As a student in both high-school and college, perusing a degree and later a career in a math-related field can be a daunting task. However, if you enjoy and excel in math, find statistical analysis fascinating, and are interested in a career that incorporates both, the actuary and accounting paths may be for you. While both actuaries and accountants work in finance and are appealing options, there are key differences between the two: the scope of duties and academic requirements.

Unlike an accountant, the main objective for actuaries is to predict, assess, and navigate the financial implications of future events that may or may not happen and manage the risks of financial investments or insurance policies. To do this, actuaries utilize and analyze very large data sets to calculate the risk and probability of certain events.

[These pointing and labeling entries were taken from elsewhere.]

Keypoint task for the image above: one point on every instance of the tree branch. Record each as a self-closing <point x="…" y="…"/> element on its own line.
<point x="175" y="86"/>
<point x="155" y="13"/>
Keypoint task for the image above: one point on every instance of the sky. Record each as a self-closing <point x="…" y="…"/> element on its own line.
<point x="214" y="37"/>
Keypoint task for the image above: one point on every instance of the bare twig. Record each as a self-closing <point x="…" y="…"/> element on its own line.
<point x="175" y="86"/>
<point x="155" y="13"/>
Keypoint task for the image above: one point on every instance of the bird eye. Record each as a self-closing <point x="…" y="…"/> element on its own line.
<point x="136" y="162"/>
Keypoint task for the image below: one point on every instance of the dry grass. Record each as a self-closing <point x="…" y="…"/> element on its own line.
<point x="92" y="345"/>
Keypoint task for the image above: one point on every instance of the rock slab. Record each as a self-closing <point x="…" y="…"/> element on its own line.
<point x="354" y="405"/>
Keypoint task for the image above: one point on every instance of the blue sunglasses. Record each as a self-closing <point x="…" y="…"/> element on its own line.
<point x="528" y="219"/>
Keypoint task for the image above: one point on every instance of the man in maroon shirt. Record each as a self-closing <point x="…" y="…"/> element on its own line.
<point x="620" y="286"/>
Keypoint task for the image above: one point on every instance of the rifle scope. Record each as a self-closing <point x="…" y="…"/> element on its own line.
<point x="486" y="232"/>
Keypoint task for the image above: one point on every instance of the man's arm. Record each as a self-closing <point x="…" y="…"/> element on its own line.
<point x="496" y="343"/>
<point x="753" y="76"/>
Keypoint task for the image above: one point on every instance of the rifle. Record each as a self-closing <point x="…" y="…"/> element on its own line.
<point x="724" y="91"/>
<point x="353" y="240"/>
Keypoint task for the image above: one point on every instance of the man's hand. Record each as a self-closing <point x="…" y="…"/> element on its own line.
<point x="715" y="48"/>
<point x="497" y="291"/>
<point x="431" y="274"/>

Once probability has been estimated, actuaries determine the expected cost or earnings the event will incur, knows as the expected cost.

Most actuaries play a critical role in the insurance industry by reducing potential risk and uncertainty. For example, actuaries can calculate the risk factors for accidents, floods, or fires to give an accurate representation of the risk insurance companies will assume by insuring a business or individual. For example, property and casualty actuaries estimate the probability of certain events and the projected financial risk to insurance companies or self-insureds in the event those events occur at some point in the future.

However, actuaries are also responsible for producing financial solutions and strategies that mitigate or avoid those risks or events altogether. They must also be able to correctly evaluate how well these strategies will work to lessen the risk carried by the insurance companies they represent while still providing an appropriate benefit to policyholders.

To become an actuary, the first step is to earn a bachelor’s degree in math, statistics, actuarial science, or a related subject, typically taking between three to five years to complete. In addition to the degree, actuaries must pass ten professional certifications to be fully certified. The exams evaluate the test taker’s math and statistical abilities, and although they are generally difficult, certifications last for life.

Generally, accountants investigate financial reports, prepare tax documents, oversee payroll services, or perform bookkeeping, and can do so in a variety of industries. Some accountants work as managers, auditors, forensic accountants, or clerks and some work in the financial sector, insurance industry, or the government. Unlike actuaries, accountants report on the financial implications of events that have already occurred. They do not make predictions like actuaries and work with known numbers.

Like actuaries, accountants can also assess financial risk and perform internal audits. When performing an internal audit, accountants examine their client’s financial records in extreme detail, using their findings and data to make recommendations on financial processes or to detect potential fraud. To be successful in accounting, excellent math skills in algebra, calculus, and statistics are usually a necessity, as they are used daily.

Along with actuaries, accountants also need a bachelor’s degree in accounting, finance, or business. Many accountants take the CPA exam (to be a Charted Public Accountant), as job opportunities increase with licensure. To take the exam, accountants must have completed 150 college credits; therefore, some earn their master’s degree before taking the CPA exam and have worked in the field between 6 months and 2 years (depending on the state). The CPA has four sections, which are 4 hours each and each section must be completed with at least a score of 75%. Unlike the actuarial exams, which are sometimes completed within years, the CPA exam must be completed within 18 months.